Uitspraak gerechtshof Arnhem-Leeuwarden d.d. 23 februari 2023
Op 23 februari 2023 heeft het Gerechtshof Arnhem-Leeuwarden een opvallende uitspraak gedaan in een zaak over vernietiging van een erkenning en vaststelling van het vaderschap. Het hof oordeelde anders dan de rechtbank en stelde dat er in deze zaak niet vastgehouden moet worden aan de wettelijke termijn voor vernietiging van de erkenning. Het hof vond namelijk dat dit een ontoelaatbare inmenging zou opleveren in het familie- en gezinsleven van de betrokkene. In deze blogpost leest u meer over deze zaak en de beslissing van het hof.
De zaak
Het gaat in deze zaak om een verzoek tot vernietiging van een erkenning en een verzoek tot gerechtelijke vaststelling van het vaderschap. De betrokkene, [verzoeker], was geboren in 1966 in [plaats1] en is de zoon van [de moeder]. Op de geboorteakte van [verzoeker] stond [naam1] als juridisch vader vermeld. [naam1] heeft [verzoeker] erkend op 17 april 1968 en is in 2006 overleden. De moeder was in 1991 overleden.

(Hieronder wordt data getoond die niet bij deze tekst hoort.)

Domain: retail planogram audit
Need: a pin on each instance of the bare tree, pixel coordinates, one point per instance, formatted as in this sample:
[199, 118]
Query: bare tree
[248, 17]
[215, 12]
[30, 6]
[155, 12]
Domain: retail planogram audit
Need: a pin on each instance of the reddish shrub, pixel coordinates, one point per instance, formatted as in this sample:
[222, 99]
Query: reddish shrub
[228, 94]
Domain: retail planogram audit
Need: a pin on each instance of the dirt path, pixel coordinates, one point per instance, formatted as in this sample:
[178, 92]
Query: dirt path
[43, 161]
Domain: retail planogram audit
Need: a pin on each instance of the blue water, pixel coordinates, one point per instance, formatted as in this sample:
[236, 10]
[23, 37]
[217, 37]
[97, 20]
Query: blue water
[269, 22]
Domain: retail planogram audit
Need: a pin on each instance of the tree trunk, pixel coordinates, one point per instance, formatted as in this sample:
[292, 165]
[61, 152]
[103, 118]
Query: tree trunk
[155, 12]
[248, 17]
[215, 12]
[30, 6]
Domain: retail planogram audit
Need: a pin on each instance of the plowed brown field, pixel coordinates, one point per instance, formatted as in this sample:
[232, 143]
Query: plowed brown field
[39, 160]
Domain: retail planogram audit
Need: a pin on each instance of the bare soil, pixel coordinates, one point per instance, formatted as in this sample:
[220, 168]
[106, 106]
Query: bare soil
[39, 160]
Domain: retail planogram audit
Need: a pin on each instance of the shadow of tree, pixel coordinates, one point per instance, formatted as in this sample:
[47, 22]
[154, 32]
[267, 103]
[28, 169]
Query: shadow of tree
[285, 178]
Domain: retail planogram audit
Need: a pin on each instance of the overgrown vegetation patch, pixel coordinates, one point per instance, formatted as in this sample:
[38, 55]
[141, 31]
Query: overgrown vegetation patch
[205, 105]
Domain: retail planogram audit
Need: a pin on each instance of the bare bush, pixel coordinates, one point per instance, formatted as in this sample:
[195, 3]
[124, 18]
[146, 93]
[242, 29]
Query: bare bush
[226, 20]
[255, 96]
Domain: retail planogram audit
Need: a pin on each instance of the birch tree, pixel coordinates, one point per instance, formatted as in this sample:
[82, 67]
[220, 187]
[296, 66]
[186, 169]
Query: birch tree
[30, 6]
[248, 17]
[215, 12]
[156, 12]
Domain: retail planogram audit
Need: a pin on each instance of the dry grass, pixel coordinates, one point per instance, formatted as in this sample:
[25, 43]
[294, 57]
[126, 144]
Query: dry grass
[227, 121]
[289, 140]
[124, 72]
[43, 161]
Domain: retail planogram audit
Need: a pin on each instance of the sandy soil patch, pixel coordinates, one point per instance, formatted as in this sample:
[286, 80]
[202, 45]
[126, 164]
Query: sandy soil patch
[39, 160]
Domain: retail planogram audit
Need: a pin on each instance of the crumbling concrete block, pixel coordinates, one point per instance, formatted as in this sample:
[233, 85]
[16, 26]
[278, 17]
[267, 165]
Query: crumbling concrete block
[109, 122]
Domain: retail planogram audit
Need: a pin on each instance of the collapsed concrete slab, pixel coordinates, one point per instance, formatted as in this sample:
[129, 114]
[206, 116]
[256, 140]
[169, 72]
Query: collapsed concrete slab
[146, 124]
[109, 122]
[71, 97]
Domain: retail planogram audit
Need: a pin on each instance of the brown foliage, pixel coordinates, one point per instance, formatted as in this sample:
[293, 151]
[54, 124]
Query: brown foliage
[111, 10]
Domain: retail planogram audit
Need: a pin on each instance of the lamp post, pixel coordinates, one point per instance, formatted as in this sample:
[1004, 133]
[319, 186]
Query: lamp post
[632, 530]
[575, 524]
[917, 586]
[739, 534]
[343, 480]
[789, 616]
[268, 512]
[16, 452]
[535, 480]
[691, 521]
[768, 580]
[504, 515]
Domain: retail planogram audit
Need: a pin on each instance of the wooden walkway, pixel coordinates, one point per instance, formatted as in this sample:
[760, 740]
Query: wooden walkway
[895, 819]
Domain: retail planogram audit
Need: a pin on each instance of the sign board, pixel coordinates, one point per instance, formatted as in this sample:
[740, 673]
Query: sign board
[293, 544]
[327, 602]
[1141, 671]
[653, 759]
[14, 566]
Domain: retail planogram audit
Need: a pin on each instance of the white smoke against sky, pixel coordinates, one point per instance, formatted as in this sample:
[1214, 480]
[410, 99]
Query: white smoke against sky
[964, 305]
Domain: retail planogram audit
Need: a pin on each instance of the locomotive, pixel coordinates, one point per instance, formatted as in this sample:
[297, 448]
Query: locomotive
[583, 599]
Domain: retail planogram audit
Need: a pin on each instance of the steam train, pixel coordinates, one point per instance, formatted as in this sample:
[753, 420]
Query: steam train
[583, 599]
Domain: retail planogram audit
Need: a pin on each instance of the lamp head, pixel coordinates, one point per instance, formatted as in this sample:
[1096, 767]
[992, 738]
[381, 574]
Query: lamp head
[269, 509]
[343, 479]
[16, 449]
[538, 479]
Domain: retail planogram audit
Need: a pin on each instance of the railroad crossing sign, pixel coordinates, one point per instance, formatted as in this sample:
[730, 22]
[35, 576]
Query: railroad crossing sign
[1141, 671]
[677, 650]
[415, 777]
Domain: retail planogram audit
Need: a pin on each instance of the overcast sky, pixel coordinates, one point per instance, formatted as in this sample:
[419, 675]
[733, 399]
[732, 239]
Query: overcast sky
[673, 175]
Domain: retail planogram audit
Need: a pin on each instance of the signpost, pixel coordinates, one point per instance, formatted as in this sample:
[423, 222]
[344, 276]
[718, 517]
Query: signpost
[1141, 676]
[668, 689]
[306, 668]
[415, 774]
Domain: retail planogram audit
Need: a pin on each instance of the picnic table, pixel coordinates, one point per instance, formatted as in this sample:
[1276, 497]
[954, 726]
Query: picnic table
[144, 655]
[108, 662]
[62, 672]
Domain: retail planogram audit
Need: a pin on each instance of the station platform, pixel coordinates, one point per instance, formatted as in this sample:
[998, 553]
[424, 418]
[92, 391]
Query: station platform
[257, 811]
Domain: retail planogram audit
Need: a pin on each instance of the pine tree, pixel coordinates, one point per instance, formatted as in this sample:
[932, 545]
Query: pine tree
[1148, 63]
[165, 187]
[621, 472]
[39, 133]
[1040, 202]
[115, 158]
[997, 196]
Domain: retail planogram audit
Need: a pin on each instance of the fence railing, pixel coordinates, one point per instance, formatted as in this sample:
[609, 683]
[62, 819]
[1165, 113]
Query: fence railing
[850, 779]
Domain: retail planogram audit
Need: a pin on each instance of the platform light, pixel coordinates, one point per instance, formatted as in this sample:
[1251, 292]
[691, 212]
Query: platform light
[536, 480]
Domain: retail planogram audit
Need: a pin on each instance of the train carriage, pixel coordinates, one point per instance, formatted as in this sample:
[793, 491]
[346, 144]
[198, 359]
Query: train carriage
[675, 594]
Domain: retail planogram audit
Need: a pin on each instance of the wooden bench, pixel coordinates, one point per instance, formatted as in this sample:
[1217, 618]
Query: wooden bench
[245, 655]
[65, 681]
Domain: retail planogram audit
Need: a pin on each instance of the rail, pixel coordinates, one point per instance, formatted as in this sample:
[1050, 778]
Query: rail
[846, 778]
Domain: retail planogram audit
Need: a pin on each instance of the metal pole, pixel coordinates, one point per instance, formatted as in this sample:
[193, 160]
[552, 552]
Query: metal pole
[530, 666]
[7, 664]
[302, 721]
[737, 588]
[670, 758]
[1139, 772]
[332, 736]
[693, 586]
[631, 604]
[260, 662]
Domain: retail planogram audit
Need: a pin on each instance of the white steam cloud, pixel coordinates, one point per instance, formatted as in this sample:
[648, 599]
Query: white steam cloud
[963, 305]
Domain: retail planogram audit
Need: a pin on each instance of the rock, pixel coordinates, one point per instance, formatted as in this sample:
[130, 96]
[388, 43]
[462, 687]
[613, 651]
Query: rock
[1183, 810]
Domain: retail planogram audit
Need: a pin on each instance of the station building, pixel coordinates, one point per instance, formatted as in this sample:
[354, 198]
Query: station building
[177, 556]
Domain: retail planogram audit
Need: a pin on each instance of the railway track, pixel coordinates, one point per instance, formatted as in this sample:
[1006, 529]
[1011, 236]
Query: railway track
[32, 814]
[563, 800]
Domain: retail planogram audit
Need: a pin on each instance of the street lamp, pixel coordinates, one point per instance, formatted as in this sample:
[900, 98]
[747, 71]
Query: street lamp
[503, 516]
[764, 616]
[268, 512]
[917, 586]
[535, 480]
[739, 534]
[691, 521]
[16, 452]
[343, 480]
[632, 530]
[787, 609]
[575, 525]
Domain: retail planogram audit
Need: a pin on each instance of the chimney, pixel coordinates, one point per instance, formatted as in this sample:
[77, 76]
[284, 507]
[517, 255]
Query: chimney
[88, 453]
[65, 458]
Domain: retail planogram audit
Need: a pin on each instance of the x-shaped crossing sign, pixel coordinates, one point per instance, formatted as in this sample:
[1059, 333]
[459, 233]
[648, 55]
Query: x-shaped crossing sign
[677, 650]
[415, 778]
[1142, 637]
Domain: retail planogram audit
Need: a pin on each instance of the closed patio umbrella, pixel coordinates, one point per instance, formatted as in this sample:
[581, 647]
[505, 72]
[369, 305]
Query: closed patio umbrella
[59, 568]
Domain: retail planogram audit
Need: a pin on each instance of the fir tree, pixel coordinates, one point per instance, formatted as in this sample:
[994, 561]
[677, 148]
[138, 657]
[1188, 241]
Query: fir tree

Uit een DNA-verwantschapsonderzoek van Verilabs bleek dat [de vader] de biologische vader is van [verzoeker]. [verzoeker] heeft daarom de rechtbank verzocht om de erkenning door [naam1] te vernietigen en het vaderschap van [de vader] vast te stellen. De rechtbank wees deze verzoeken af.
Het hoger beroep
[verzoeker] was het niet eens met de beslissing van de rechtbank en is in hoger beroep gegaan. [de vader] heeft geen verweer gevoerd. Het hof ontving het beroepschrift op 13 juli 2022 en de zitting vond plaats op 24 januari 2023.
Het oordeel van het hof
Anders dan de rechtbank oordeelde het hof dat er in deze zaak niet vastgehouden moet worden aan de wettelijke termijn voor vernietiging van de erkenning. Volgens het hof zou dit een ontoelaatbare inmenging opleveren in het familie- en gezinsleven van [verzoeker] (artikel 8 EVRM).
Overwegingen
Het hof vond het belangrijk om te benadrukken dat de erkenning van [verzoeker] door [naam1] moet worden bezien in de tijdsgeest van dat moment. De moeder was ongehuwd en [verzoeker] had geen juridische vader. Zonder erkenning mocht [naam1] van de familie van de moeder niet met haar trouwen. [naam1] heeft [verzoeker] echter nooit als zijn zoon gezien en hij behandelde hem anders dan zijn biologische kinderen. [verzoeker] heeft nare herinneringen aan [naam1]. [naam1] en de moeder hadden vaak ruzie en [verzoeker] heeft hier als kind veel van meegekregen. Ook is [naam1] in het verleden gewelddadig geweest naar de moeder toe. Dit heeft er allemaal toe geleid dat [verzoeker] een slechte relatie heeft met [naam1] en geen contact meer met hem wil.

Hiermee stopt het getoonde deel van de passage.